Kératite à mycobactéries après LASIK (Ophthalmology 2001 ; 108(12) : 2201-8, A Solomon et al)
L'infection à mycobactéries de l'interface cornéenne après chirurgie réfractive par LASIK est possible. D'après 5 cas répertoriés à travers le monde, les auteurs en décrivent le tableau clinique le plus typique. Complication retardée, survenue en moyenne 3 semaines après l'intervention, elle semble se caractériser par un retard diagnostique (en moyenne un mois après l'apparition des signes), une évolution prolongée (même sous traitement) et peut engager le pronostic visuel. Chez ces patients, la guérison a été obtenue après en moyenne 2 mois de traitement par collyres fortifiés de clarithromycine et amikacine et a parfois nécessité l'ablation du volet cornéen. La corticothérapie locale n'est pas conseillée car elle paraît retarder la guérison. En plus de ces traitements, le pronostic de cette affection peut être amélioré en demandant précocement une recherche spécifique de mycobactéries.

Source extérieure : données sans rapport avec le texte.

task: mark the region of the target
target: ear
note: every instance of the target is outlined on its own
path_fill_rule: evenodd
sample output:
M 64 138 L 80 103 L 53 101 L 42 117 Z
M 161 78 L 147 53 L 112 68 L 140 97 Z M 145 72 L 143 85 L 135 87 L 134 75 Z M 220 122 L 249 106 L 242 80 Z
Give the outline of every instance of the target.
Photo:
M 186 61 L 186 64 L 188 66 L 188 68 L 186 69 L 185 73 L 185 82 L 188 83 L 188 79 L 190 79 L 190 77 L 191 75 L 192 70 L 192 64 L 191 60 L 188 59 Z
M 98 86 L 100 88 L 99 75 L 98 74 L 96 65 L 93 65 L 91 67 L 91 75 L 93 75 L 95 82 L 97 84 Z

Rétinoschisis dégénératif, décollement de rétine et déhiscences (Retina 2001 ; 21(6) : 602-12, H Hoerauf et al)
Il n'existe pas de consensus quant à la prise en charge des décollements de rétine survenant sur rétinoschisis dégénératif et dus à la présence de déhiscences du feuillet externe. Les auteurs ont donc comparé rétrospectivement 3 approches différentes, sur une série de 18 yeux, dont 1/3 avaient la macula soulevée. Le 1er groupe (4 yeux) a été traité par photocoagulation et/ou cryopexie, le 2ème (5 yeux) par indentation étendue et le 3ème (9 yeux) par vitrectomie et injection de gaz. Le suivi moyen post-opératoire était de 13 mois. Les taux de succès anatomiques, les résultats fonctionnels et les complications ont été analysés dans chaque groupe. S'il est apparu que le laser seul peut être réservé à certains cas sélectionnés, il semble que la vitrectomie soit aujourd'hui l'option la plus logique. La résection associée du feuillet interne du schisis paraît favoriser l'apparition secondaire de membranes épi-rétiniennes.

Transplantation de cornées traitées par LASIK : à propos de deux cas (Cornea 2002 ; 21(1) : 111-3, A Michaeli-Cohen et al) {drcohen58@hotmail.com}
Les observations inhabituelles de 2 patients sont rapportées. Opérés de kératoplastie transfixiante, ils ont reçu des greffons dont le donneur avait été traité par LASIK de son vivant. Il est précisé que les chirurgiens n'avaient pas connaissance de ces antécédents. La transplantation s'est déroulée dans des conditions techniques satisfaisantes, bien que le volet cornéen du greffon se soit détaché en per-opératoire dans un cas. Plus de 5 mois après l'intervention, les greffés vont bien. Pourtant la surveillance des 2 opérés est indispensable pour dépister d'éventuelles complications à long terme, attribuables au LASIK. Les auteurs invitent la banque des yeux à accroître sa vigilance lors de la sélection des donneurs de cornées pour éviter ce type d'événements indésirables. Ceci se justifie d'autant plus que le nombre de personnes ayant recours à la chirurgie réfractive est en augmentation constante.

Mesure de la longueur axiale en présence de silicone dans le segment postérieur : intérêt du scanner (Br J Ophthalmol 2002 ; 86(1) : 47-50, K Takei et al)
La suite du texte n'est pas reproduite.